By Doug Tucker, AP Sports Writer
KANSAS CITY, Mo. (AP) — The Oakland Raiders have swallowed one bitter pill.
Missing two of their best players, the Raiders beat playoff-bound Kansas City 31-10 Sunday, becoming the first team since the 1970 merger to go unbeaten in its division and not make the playoffs.
The Raiders (8-8) were 6-0 in the AFC West. Kansas City (10-6), was outplayed by the Raiders in every way in its first home loss of the year and finished 2-4 in the division. Yet the Chiefs will host a playoff game next weekend as AFC West champs.
Michael Bush rushed for 137 yards and Jason Campbell threw a TD pass for the Raiders, who beat the Chiefs in Arrowhead Stadium for the fourth year in a row.
Running back Darren McFadden and Pro Bowl defensive tackle Richard Seymour were inactive because of injuries, but the Raiders dominated from start to finish, intercepting two of Matt Cassel's passes and getting seven sacks. The two interceptions both led directly to scores. Jacoby Ford scored on a 10-yard reverse after Michael Huff's interception, and Stanford Routt returned a pick 22 yards for the Raiders' final TD when Cassel was hurried while throwing from his end zone.

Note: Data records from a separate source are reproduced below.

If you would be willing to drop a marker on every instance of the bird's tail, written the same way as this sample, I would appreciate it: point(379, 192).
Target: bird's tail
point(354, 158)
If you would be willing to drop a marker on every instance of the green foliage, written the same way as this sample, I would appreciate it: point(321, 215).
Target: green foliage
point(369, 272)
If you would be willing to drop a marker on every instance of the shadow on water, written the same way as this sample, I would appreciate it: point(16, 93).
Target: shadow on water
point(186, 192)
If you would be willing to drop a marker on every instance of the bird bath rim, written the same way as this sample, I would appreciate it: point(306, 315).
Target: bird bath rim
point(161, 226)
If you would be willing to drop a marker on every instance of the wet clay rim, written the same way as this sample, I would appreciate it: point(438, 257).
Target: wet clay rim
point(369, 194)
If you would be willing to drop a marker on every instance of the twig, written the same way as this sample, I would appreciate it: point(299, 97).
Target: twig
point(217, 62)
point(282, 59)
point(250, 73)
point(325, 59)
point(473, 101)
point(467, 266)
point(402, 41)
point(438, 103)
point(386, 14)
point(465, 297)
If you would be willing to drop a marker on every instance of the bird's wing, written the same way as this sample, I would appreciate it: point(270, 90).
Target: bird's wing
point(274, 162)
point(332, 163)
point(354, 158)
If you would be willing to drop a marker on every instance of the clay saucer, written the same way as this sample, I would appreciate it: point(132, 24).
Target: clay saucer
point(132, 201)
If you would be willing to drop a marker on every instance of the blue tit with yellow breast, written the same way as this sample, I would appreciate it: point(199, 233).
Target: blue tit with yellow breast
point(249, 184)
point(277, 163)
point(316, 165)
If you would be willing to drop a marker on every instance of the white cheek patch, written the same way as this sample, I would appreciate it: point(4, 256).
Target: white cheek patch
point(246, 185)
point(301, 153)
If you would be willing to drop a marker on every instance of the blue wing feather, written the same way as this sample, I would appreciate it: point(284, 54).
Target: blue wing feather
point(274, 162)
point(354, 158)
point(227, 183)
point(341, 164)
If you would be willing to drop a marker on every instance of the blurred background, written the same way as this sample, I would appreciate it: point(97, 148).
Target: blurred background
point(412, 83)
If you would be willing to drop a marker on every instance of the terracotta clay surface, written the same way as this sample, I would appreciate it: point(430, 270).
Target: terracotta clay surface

The Raiders posted their best record since 2002 amid speculation coach Tom Cable may be out; the team went to 17-27 since he became head coach four games into the 2008 season. It was the first time since '02, when Oakland went to the Super Bowl, that it didn't lose at least 11 games.
The Raiders had 344 total yards to Kansas City's 201 and held the top-rated rushing offense to 115 yards on the ground.
The Chiefs' worst home game of the season came on the heels of news offensive coordinator Charlie Weis is returning to college coaching to become Florida's offensive coordinator. Weis, in one year with the Chiefs, has been given much credit for developing Cassel into a topflight quarterback and turning Jamaal Charles into a Pro Bowl running back.
Charles, who trailed Houston's Arian Foster by 56 yards for the NFL rushing lead, had 87 yards on 14 carries, including a 47-yard burst that was KC's offensive highlight. He finished the regular season with 1,467 yards.
The Chiefs' pass protection, good most of the season, began breaking down in the second quarter. Cassel was flagged for intentional grounding and then sacked for an 11-yard loss on the next play by Jarvis Moss.
Campbell got the Raiders going with a 9-yard completion to Zach Miller. On third-and-10 from the Oakland 46, Campbell dumped off to Michael Bush and he turned it into a 16-yard gain. With 7 seconds left in the half, Sebastian Janikowski kicked a 39-yard field goal for a 10-3 lead.
Campbell, after sitting out a series when he apparently hurt his right knee, scrambled 21 yards during a 14-play, 91-yard drive. He hit Jacoby Ford for a 35-yard gain to the 6 and Chaz Schilens was wide open in the end zone for the touchdown pass that gave the Raiders a 7-3 lead.
The Chiefs managed a meager 72 yards in the first half to Oakland's 192, but Charles broke free for his 47-yard run to the 8. From the 5, Charles went in almost untouched for a 10-10 tie the Raiders erased on their next possession.
Aided by a 15-yard face mask penalty against Jovan Belcher, the Raiders moved 75 yards in nine plays. Bush went over the right side of the defense virtually untouched for a 27-yard touchdown, the first TD rushing the Chiefs allowed at home all season.
The Chiefs took a 3-0 lead on Ryan Succop's 30-yard field goal after Belcher recovered Darrius Heyward-Bey's fumble on the Oakland 17 on the Raiders' first play from scrimmage.